Commit 42b956fd authored by David S. Miller's avatar David S. Miller

Merge branch 'kernel-add-support-to-collect-hardware-logs-in-crash-recovery-kernel'

Rahul Lakkireddy says:

====================
kernel: add support to collect hardware logs in crash recovery kernel

On production servers running variety of workloads over time, kernel
panic can happen sporadically after days or even months. It is
important to collect as much debug logs as possible to root cause
and fix the problem, that may not be easy to reproduce. Snapshot of
underlying hardware/firmware state (like register dump, firmware
logs, adapter memory, etc.), at the time of kernel panic will be very
helpful while debugging the culprit device driver.

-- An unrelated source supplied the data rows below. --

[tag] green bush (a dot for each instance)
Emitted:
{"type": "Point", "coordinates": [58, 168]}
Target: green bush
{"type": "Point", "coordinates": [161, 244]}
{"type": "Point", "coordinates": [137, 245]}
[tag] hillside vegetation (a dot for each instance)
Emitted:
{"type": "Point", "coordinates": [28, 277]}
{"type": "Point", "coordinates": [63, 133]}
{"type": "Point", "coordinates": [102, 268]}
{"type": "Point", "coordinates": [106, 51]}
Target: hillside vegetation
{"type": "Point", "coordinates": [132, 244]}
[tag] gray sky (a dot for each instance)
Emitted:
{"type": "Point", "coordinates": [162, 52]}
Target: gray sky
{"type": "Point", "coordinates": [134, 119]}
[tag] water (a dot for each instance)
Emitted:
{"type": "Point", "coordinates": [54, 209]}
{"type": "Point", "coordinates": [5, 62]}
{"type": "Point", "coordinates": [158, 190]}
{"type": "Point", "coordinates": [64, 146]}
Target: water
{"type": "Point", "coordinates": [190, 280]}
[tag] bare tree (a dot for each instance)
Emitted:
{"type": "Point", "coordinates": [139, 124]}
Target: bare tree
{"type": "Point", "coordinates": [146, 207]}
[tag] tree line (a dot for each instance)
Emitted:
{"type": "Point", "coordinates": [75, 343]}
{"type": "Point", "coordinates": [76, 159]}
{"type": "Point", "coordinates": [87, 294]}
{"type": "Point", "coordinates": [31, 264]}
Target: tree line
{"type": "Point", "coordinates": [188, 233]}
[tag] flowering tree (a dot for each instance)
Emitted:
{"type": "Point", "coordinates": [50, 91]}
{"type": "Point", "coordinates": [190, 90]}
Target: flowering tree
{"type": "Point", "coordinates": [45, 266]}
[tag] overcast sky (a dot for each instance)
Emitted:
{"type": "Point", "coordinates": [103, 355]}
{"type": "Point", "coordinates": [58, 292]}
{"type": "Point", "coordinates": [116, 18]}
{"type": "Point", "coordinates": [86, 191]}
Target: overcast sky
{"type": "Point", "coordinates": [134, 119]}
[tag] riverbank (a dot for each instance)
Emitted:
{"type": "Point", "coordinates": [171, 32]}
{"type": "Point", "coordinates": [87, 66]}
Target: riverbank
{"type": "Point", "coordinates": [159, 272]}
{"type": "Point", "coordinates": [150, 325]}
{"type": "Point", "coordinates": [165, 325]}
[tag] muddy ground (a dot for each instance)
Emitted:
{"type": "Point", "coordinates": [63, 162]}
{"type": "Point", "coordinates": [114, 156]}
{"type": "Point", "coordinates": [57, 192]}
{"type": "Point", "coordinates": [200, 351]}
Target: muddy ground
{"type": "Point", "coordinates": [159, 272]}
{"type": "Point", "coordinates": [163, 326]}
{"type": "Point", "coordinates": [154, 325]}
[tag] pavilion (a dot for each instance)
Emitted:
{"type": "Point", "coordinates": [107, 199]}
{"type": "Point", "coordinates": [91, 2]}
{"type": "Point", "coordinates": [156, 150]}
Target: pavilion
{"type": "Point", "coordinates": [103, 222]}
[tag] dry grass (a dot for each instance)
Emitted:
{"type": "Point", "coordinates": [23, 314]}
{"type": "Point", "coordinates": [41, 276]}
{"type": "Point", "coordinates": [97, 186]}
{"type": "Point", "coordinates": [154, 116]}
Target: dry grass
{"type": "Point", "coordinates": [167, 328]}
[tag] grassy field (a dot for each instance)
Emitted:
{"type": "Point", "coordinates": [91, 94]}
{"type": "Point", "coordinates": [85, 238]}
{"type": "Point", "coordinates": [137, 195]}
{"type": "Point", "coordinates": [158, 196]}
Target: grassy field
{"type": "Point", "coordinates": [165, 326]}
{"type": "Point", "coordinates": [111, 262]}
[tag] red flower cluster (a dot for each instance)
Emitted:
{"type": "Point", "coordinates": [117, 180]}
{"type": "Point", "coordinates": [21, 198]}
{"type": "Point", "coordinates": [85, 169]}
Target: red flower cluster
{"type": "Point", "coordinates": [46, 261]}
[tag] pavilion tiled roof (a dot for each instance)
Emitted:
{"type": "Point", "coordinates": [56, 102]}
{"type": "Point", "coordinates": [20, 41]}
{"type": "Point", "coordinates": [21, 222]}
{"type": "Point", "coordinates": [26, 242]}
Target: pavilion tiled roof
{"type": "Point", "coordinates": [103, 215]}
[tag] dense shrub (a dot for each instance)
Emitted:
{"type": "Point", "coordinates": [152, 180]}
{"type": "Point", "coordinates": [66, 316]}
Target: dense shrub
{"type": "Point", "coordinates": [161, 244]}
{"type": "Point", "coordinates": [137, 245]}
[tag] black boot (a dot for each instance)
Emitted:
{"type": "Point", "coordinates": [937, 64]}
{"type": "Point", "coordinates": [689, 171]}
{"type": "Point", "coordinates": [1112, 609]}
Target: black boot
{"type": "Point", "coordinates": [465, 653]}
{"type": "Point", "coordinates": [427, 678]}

This series of patches add new generic framework that enable device
drivers to collect device specific snapshot of the hardware/firmware
state of the underlying device in the crash recovery kernel. In crash
recovery kernel, the collected logs are added as elf notes to
/proc/vmcore, which is copied by user space scripts for post-analysis.

The sequence of actions done by device drivers to append their device
specific hardware/firmware logs to /proc/vmcore are as follows:

1. During probe (before hardware is initialized), device drivers
register to the vmcore module (via vmcore_add_device_dump()), with
callback function, along with buffer size and log name needed for
firmware/hardware log collection.

2. vmcore module allocates the buffer with requested size. It adds
an elf note and invokes the device driver's registered callback
function.

3. Device driver collects all hardware/firmware logs into the buffer
and returns control back to vmcore module.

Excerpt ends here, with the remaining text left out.